Dahinter steckt nicht weniger als eine göttliche Einsicht, die nämlich, dass es mit der Rechtmäßigkeit unserer menschlichen Existenz wohl recht mäßig bestellt wäre, wenn es allein auf diese ankäme. Natürlich verlangt das Gesetz dieser  Gott-gesetzten Welt, nach dem einer die Konsequenzen des eigenen Tuns und Lassens (seiner Taten und Un-Taten) auch ertragen muss, zurecht auch im moralischen Sinne Beachtung - im Wortsinn: zu Recht! Doch ohne Beachtung derer, die dem dennoch nie ganz entsprechen können, bliebe auch Gottes Gesetz zur Gerechtigkeit in der Welt ohne Entfaltungskraft und verlöre am Ende die Wahrhaftigkeit seiner Geltung. So hängt denn, mehr noch als an unserer Rechtschaffenheit, alles an der moralischen Flexibilität dessen, der diese Welt geschaffen und jenen, die sie bevölkern - im umfassenden Sinne - ihr Recht gegeben hat.

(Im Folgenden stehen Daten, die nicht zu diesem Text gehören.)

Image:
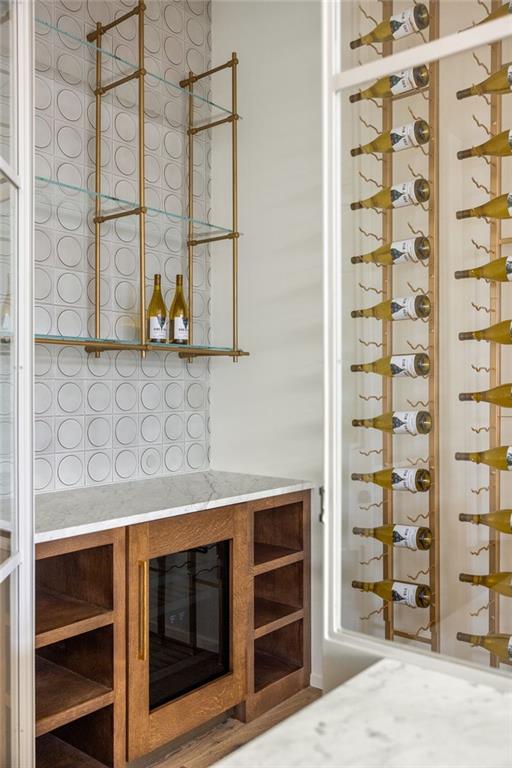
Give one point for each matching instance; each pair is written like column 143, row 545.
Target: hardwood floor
column 228, row 736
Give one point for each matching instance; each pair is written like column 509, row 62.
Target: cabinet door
column 187, row 623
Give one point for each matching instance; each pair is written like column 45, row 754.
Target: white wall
column 267, row 411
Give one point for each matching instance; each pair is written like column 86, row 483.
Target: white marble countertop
column 392, row 715
column 61, row 514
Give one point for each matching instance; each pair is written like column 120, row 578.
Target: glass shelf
column 124, row 67
column 57, row 197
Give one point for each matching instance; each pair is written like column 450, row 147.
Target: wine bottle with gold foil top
column 397, row 366
column 498, row 458
column 405, row 81
column 497, row 208
column 178, row 315
column 397, row 26
column 497, row 582
column 498, row 521
column 498, row 82
column 496, row 146
column 404, row 592
column 398, row 252
column 500, row 645
column 399, row 422
column 500, row 395
column 499, row 270
column 500, row 333
column 396, row 535
column 397, row 479
column 397, row 139
column 157, row 314
column 403, row 308
column 398, row 196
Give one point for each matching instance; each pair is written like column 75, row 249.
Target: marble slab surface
column 61, row 514
column 392, row 715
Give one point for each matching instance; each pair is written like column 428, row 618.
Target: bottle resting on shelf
column 399, row 422
column 498, row 458
column 409, row 536
column 498, row 521
column 402, row 308
column 397, row 26
column 398, row 196
column 397, row 139
column 499, row 270
column 500, row 645
column 500, row 395
column 405, row 592
column 497, row 582
column 397, row 366
column 496, row 146
column 398, row 252
column 397, row 479
column 500, row 333
column 498, row 82
column 405, row 81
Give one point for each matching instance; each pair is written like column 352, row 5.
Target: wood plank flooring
column 228, row 736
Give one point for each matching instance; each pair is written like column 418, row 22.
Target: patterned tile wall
column 117, row 417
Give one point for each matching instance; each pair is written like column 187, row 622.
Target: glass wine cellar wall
column 424, row 511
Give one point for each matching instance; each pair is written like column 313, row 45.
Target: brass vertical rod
column 387, row 336
column 142, row 196
column 495, row 352
column 97, row 187
column 190, row 247
column 234, row 192
column 433, row 332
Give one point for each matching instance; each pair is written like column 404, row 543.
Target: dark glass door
column 189, row 620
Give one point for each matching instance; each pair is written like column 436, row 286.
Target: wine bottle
column 403, row 308
column 499, row 13
column 497, row 208
column 397, row 196
column 499, row 458
column 399, row 25
column 499, row 270
column 397, row 479
column 410, row 536
column 501, row 395
column 498, row 82
column 399, row 422
column 497, row 582
column 405, row 592
column 405, row 81
column 500, row 333
column 397, row 252
column 178, row 315
column 498, row 521
column 496, row 146
column 500, row 645
column 157, row 314
column 397, row 366
column 397, row 139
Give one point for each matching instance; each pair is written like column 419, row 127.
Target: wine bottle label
column 402, row 82
column 158, row 328
column 403, row 479
column 403, row 308
column 403, row 250
column 403, row 194
column 402, row 592
column 405, row 536
column 403, row 24
column 180, row 327
column 405, row 422
column 403, row 137
column 402, row 365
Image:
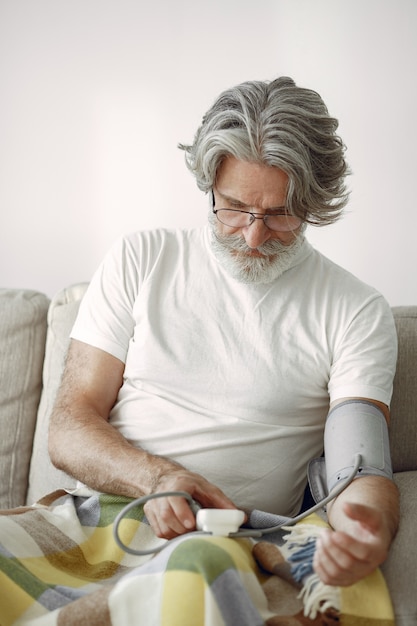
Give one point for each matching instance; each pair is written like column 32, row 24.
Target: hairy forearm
column 88, row 448
column 376, row 492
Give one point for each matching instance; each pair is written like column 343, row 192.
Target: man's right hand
column 170, row 517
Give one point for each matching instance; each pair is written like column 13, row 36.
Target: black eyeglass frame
column 255, row 216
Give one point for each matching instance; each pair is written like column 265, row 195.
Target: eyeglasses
column 236, row 218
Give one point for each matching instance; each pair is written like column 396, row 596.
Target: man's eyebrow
column 228, row 198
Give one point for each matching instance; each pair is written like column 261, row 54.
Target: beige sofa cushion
column 44, row 477
column 22, row 345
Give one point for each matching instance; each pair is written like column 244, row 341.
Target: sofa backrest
column 403, row 429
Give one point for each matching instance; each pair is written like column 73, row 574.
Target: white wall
column 96, row 94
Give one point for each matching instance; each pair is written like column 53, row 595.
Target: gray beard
column 232, row 253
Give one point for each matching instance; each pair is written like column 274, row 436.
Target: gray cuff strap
column 354, row 426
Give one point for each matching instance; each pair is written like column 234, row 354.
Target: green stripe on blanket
column 60, row 566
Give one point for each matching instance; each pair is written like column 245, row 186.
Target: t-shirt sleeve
column 105, row 318
column 365, row 353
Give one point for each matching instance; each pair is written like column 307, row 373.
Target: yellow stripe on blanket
column 368, row 598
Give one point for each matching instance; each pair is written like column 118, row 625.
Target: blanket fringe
column 299, row 550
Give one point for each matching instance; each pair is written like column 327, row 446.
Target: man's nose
column 256, row 234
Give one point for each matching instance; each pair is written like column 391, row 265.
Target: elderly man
column 207, row 360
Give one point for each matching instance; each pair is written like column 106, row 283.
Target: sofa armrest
column 400, row 569
column 22, row 347
column 44, row 477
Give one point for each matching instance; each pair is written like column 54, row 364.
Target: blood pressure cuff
column 352, row 427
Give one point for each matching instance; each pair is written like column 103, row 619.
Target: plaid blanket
column 59, row 565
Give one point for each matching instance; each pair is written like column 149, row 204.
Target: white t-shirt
column 233, row 380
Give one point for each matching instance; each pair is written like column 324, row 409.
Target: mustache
column 236, row 243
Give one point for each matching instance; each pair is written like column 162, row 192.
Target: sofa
column 33, row 342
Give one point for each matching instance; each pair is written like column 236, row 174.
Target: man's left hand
column 344, row 557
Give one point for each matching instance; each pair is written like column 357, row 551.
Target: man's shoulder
column 163, row 236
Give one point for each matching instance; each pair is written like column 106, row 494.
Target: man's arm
column 86, row 446
column 365, row 518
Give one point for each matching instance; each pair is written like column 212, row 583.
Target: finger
column 365, row 515
column 163, row 519
column 334, row 565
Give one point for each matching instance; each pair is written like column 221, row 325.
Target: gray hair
column 281, row 125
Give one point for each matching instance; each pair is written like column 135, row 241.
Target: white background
column 95, row 95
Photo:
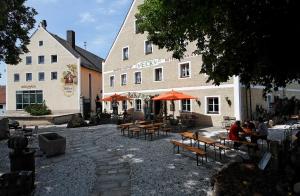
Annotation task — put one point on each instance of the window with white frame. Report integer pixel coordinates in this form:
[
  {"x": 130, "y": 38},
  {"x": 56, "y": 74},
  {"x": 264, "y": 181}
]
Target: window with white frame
[
  {"x": 28, "y": 76},
  {"x": 158, "y": 74},
  {"x": 123, "y": 79},
  {"x": 138, "y": 77},
  {"x": 53, "y": 58},
  {"x": 213, "y": 105},
  {"x": 54, "y": 75},
  {"x": 28, "y": 60},
  {"x": 186, "y": 105},
  {"x": 125, "y": 53},
  {"x": 148, "y": 47},
  {"x": 138, "y": 104},
  {"x": 136, "y": 28},
  {"x": 184, "y": 70},
  {"x": 41, "y": 59},
  {"x": 124, "y": 105},
  {"x": 269, "y": 101},
  {"x": 16, "y": 77},
  {"x": 41, "y": 76},
  {"x": 112, "y": 81}
]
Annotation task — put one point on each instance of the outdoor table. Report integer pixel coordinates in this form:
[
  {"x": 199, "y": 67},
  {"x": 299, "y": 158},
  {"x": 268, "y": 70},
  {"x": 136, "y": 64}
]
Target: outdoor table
[
  {"x": 125, "y": 126},
  {"x": 206, "y": 140},
  {"x": 158, "y": 125},
  {"x": 200, "y": 138},
  {"x": 145, "y": 127}
]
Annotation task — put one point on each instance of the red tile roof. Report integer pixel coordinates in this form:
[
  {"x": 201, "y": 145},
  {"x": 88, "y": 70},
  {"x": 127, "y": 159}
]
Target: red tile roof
[{"x": 2, "y": 95}]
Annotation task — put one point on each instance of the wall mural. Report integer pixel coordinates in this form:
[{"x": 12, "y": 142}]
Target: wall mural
[{"x": 70, "y": 80}]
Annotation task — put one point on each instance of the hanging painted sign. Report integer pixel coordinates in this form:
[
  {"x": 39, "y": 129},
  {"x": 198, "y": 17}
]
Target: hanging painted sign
[{"x": 70, "y": 80}]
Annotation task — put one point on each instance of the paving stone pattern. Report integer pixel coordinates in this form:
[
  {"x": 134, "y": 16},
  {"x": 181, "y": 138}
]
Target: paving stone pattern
[{"x": 100, "y": 161}]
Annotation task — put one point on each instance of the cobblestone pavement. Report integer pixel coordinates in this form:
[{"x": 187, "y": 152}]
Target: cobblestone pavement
[{"x": 100, "y": 161}]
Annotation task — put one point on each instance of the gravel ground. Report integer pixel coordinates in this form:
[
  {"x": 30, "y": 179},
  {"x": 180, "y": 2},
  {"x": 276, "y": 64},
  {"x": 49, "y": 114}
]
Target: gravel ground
[{"x": 154, "y": 168}]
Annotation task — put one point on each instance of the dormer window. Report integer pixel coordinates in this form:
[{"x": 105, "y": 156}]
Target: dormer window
[
  {"x": 148, "y": 47},
  {"x": 53, "y": 58},
  {"x": 125, "y": 53},
  {"x": 28, "y": 60}
]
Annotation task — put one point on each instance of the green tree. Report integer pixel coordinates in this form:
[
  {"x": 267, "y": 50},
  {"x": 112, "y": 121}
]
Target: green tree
[
  {"x": 16, "y": 20},
  {"x": 257, "y": 40}
]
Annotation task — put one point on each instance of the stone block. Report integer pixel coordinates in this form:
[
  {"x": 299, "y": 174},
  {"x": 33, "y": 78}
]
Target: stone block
[{"x": 52, "y": 144}]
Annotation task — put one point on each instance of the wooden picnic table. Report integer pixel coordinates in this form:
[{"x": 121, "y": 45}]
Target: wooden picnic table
[
  {"x": 205, "y": 140},
  {"x": 125, "y": 126},
  {"x": 145, "y": 128}
]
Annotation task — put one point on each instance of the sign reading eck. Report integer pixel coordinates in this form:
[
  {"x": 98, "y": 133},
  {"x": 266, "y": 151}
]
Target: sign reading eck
[
  {"x": 69, "y": 80},
  {"x": 31, "y": 86}
]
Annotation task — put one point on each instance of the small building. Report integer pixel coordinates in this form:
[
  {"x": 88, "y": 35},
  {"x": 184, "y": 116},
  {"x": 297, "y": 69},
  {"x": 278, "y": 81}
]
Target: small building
[
  {"x": 56, "y": 72},
  {"x": 2, "y": 100},
  {"x": 137, "y": 68}
]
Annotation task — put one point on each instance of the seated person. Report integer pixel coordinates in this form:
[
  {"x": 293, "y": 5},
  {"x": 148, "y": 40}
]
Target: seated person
[
  {"x": 262, "y": 131},
  {"x": 249, "y": 125},
  {"x": 234, "y": 131},
  {"x": 125, "y": 114}
]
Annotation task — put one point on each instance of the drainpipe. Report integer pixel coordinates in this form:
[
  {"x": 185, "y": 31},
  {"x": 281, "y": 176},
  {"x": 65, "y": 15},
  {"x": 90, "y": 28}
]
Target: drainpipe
[{"x": 237, "y": 97}]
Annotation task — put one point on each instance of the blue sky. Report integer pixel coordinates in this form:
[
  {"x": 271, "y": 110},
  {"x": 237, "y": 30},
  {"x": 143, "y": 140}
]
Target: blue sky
[{"x": 95, "y": 22}]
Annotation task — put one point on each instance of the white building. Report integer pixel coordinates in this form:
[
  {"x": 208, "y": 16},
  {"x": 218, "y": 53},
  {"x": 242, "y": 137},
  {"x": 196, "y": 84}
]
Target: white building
[{"x": 54, "y": 71}]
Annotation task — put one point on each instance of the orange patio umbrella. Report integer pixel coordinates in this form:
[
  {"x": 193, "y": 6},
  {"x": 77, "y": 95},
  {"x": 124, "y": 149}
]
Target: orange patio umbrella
[{"x": 116, "y": 97}]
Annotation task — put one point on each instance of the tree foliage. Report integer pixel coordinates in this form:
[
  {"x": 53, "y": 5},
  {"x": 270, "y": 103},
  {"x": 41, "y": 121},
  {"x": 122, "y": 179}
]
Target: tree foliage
[
  {"x": 257, "y": 40},
  {"x": 16, "y": 20}
]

Und tatsächlich zeigte Gott sich nicht prüde - alles andere als ein Prinzipienreiter. Er sandte seinen Sohn... - „Jesus Christus gestern und heute, und derselbe auch in Ewigkeit", heißt es in unserem Predigttext - und bewies damit, dass ihm als einem guten Vater jene, die Er selbst in die Welt gesetzt hat, mehr gelten, als das „Welt-Gesetz" der Vergeltung... Oder anders: Inmitten der beinharten, Rechts-gültigen und damit ja letztlich un-Mensch-lichen, Realität dieser Welt etablierte Gott ein anderes als das kalte Prinzip einer Rechtschaffenheit „ohne Ansehen der Person"... Nämlich das Gnadenrecht Seiner Liebe. Gott sieht Seine Menschen, wie sie eben sind, liebend an! (...Zur Nachahmung empfohlen!)
In diesem Sinne kann tatsächlich als eine mal wirklich „nützliche Information" verstanden werden, was uns der Autor des Hebräerbriefes rät:

Lasst euch nicht durch mancherlei und fremde Lehren umtreiben, denn es ist ein köstlich Ding, dass das Herz fest werde, welches geschieht durch Gnade...
Konkret heißt das: Keine Diät in Herzensdingen, sondern „volles" Vertrauen auf die Liebe Gottes!
Gnade ist, wenn Gott „du darfst" sagt. Das ist nämlich kein Quark und nicht zu vergleichen mit all dem sonstigen Käse aus dem Kühlregal zwischenmenschlicher Geschäftigkeiten. Im Gegensatz zu jenen geht es beim Thema „Gottes Gnade" um eine wahrhaftig „gehaltvolle" Köstlichkeit. Gott sagt: „Du darfst... - dich aufs neue Jahr freuen ohne ängstlich mit deiner Vergangenheit rechnen zu müssen... - es wagen, einfach glücklich zu werden, ohne dich schuldig zu fühlen für das, was du alles nicht zustande bringst... - dich ändern, ohne dich aufzugeben... - fatale Fehler machen und daraus lernen... - meinetwegen auch ein paar Pfunde zuviel haben und trotzdem vor Gott und dir selbst eine gute Figur machen...!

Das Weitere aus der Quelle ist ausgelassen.